As with all of the final parts to these questions, I am trying to give first class students the scope to be more creative and analytical in the way that they answer questions about "real-world" systems. As before, therefore, there are a variety of solutions. The main focus here is on the use of redundancy to increase the level of assurance over the reliability of hardware. The opening sentence in the previous quotation was chosen because it creates a clear link back to solutions in the previous part about TMR. Here the redundant set cross-checks results in the same manner that a comparator can be used to check the output of TMR architectures. This not only applies to the computations performed by each element. Checks are also performed on the input received by each GPC through its interface adapter. In either case, if a difference is detected between one of the units and its peers in a redundant set then the single unit will be excluded as quickly as possible to prevent faults from propagating into subsequent computations.

The limitations of redundant approaches have been covered in class N/2-1 tolerances can be accepted. Any more and it will fail. This is significant if similar design/development flaws exist in more than one unit. Synchronisation problems can arise so that individual GPC?s are delayed before comparison or may even find themselves out of step etc.

1. With reference to IEC61508 or DO-178B, argue for or against the statement that standards are both a necessary and a sufficient prerequisite for the development of safety-critical computer systems.

[20 marks]

There are many different answers to this. The intention of an essay question is to allow first class students to construct their own discussion and to allow other students to reproduce some of the material that I have already provided.

Key ideas behind the question include the distinction between necessary and sufficient. Standards are necessary to ensure that companies and individuals follow minimum approved practices. They are not sufficient unless supported by other practices that support a wider safety culture. This is particularly important when line management may have to preserve budgets in the face of changes to a project?s expenditure profile. For example, 61508 recognise that it is possible to apply recommended methods but still end up with an unsafe system if they are not applied in a rigorous manner.
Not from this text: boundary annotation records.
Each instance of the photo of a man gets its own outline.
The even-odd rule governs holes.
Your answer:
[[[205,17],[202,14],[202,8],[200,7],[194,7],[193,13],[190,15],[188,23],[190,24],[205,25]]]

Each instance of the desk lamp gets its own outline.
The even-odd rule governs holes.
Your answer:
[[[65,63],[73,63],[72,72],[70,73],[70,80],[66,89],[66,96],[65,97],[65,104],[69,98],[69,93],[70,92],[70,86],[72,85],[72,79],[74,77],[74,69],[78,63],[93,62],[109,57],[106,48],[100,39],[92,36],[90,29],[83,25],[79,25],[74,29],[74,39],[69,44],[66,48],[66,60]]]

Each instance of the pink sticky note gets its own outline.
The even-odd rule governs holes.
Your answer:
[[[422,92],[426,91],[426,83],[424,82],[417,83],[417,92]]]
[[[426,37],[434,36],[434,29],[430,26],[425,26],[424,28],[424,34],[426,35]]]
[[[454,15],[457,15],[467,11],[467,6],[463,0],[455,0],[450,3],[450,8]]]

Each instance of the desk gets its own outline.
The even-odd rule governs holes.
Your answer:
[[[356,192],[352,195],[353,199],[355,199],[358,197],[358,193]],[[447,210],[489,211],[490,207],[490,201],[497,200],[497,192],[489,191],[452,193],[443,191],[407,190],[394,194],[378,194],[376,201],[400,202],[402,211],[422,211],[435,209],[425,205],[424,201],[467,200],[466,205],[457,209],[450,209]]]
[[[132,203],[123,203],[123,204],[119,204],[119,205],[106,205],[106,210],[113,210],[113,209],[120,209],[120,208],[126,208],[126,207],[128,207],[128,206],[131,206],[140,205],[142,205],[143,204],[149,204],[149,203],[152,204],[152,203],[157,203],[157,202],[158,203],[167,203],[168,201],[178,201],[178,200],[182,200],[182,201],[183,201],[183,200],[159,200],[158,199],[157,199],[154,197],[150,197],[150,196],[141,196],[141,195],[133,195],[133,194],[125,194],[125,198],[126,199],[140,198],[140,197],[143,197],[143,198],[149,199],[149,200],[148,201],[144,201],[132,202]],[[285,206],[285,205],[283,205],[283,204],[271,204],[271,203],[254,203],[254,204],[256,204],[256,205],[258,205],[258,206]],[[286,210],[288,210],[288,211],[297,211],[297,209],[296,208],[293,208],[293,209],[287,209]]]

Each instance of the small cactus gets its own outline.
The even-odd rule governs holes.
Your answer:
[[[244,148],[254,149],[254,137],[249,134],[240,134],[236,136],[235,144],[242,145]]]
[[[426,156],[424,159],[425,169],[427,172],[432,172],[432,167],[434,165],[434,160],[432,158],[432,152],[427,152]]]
In the course, we have focussed on some of the aims behind standardisation and certification but also the importance of ethics. It is possible to conform to a standard and yet also produce an unsafe system. For instance, if associated documentation does not reflect development practices or the final product. All of the professional codes (ACM, IEEE) include sections on individual responsibility in these situations.

Changes in operating environments or to the standards themselves may also mean that a system, which satisfied a set of requirements at one point in time, may fail to conform to those standards in the future. Some students may argue that many safety-critical systems have been successfully built without conforming to particular standards. If they choose to follow this line then they need to provide examples and to explain the long term problems that can arise as projects grow in scale and complexity.

[end]